Commentary: “Mine Vaganti” (Loose Cannons)
/Italian romantic comedy/drama; 111 minutes
Ferzan Özpetek, Writer & Director
The Italians Are Coming … Out!
Commentary by Mountain Shadow Director John Bennison
"You’ll never be able to extinguish your love for Antonio. The earth can’t disown a tree.”
The Tuscan girl
Let’s see. They gave us the Maserati, the Lamborghini and Ferrari.
They gave us tortellini, fusilli, vermicelli, and at least six hundred more kinds of pasta.
They gave us Botticelli, Da Vinci and Ghiberti. They gave us Verdi, Rossini and Puccini.
In fact, I can scarcely think of anything ending in the letter ‘i’ that Italy didn’t give us. And that includes the Italian romantic comedy by the Turkish (!) filmmaker, Ferzan Özpetek, Mine Vaganti.
Basic plot: Tommaso is the younger son of the Cantones, a large, traditional Italian family operating a pasta-making business. On a trip home from Rome, where he studies literature and lives with his boyfriend, Tommaso resolves to tell his parents the truth about himself. But when he’s finally ready to come out, his older brother Antonio ruins his plans with a confession of his own.
Some viewers might see the characters more as stereotypical caricatures with what -- on the surface -- seems a well-worn theme; in which case, the multiple sub-plots might seem somewhat tedious. But this ain’t Utah, and there are more loose cannons than just some campy queen scenes in Mine Vaganti.
Complexity in a film can offer both a challenge and opportunity for the viewer. When there are multiple, simultaneous plots – intermingled with flashbacks from the past – it can either become a rich tapestry or unravel in a confusing juxtaposition of messages.
There are multiple messages in Mine Vaganti to sift through, and some are poignantly conveyed.
There is the biting critique of the hypocritical social morés and local customs of provincial life, along with the worrisome preoccupation over gossip and scandal, pretense and appearances that are almost enough to do in the patriarch; who nonetheless openly enjoys the pleasures of his mistress.
There is the spinster aunt who represents the common human longing in us all to be desired and desirable.
There is the wise grandmother, who suffers through her many seasons with the eternal hope those with fewer years than she will one day come to learn what she can only bequeath – as the once beautiful Tuscan girl – her post-mortem soliloquy in the end: “Life isn’t worth living if you live without the pleasures of life.”
But from the beginning it’s not just a film about the wide variety of sexual expression of which human beings are capable. Indeed they probably exceed the varieties of pasta the Italians have been able to conjure up for us. Rather, in the end, it is about the depth of affection those representative characters might actually bear one another.
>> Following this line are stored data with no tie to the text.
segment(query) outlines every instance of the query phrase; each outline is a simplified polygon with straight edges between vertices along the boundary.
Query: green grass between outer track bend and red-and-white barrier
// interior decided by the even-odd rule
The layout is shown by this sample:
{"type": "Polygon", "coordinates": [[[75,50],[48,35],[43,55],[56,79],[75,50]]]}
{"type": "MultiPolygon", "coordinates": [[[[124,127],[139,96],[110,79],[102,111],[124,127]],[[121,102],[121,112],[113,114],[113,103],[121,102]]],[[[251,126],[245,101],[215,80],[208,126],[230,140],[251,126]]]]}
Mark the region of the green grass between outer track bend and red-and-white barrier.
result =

It’s about all the different kinds of ways humans seek to love one another. It’s about unrequited love, spurned and rejected love, a hunger for love that comes like a thief in the night. It’s about jealousy and betrayal, and those mysterious attractions that are more than curiosity, or even fleeting passion. And finally there’s the ease with which intimacy can rouse within one so naturally and irrepressibly that the sweet memory of it alone can be a feast, even unto death.
Mine Vaganti is a contemporary variation on the ancient tale of the prodigal journey and homecoming. The child leaves home, either by their own choosing, or gets kicked out and disowned. But home is all about that place you can return, and they won’t kick you out. So the son returns to await how the father will respond. No matter the outcome, it is always touching.
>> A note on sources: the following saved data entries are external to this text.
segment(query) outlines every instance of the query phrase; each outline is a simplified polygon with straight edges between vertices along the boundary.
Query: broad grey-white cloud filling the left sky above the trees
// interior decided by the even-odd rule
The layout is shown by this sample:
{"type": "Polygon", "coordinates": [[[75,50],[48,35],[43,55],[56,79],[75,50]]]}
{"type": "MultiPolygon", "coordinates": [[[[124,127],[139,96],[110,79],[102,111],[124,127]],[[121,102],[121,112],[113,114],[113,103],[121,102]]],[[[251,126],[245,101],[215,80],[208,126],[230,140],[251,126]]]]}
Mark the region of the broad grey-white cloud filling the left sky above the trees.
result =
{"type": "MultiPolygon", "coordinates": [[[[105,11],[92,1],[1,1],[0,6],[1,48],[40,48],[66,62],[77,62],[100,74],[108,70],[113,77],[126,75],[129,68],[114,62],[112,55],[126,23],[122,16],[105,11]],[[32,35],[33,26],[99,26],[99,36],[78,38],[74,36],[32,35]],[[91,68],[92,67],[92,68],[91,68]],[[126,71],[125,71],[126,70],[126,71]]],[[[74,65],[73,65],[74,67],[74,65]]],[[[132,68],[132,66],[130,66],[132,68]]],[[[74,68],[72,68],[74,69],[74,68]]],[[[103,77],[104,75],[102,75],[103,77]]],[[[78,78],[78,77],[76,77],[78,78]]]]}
With that notion comes a suggestion to the viewer with regards to this film: Hang in there to reach the end of the last scene; to see how it resolves itself, and then flows along into the surreal visual epilogue, where past and present merge one final time to leave you with those questions worth digging deeper to explore. jb
Tommaso is the youngest son of the Cantones, a large, traditional southern Italian family operating a pasta-making business since the 1960s. On a trip home from Rome, where he studies literature and lives with his boyfriend, Tommaso decides to tell his parents the truth about himself. But when he is finally ready to come out in front of the entire family, his older brother Antonio ruins his plans.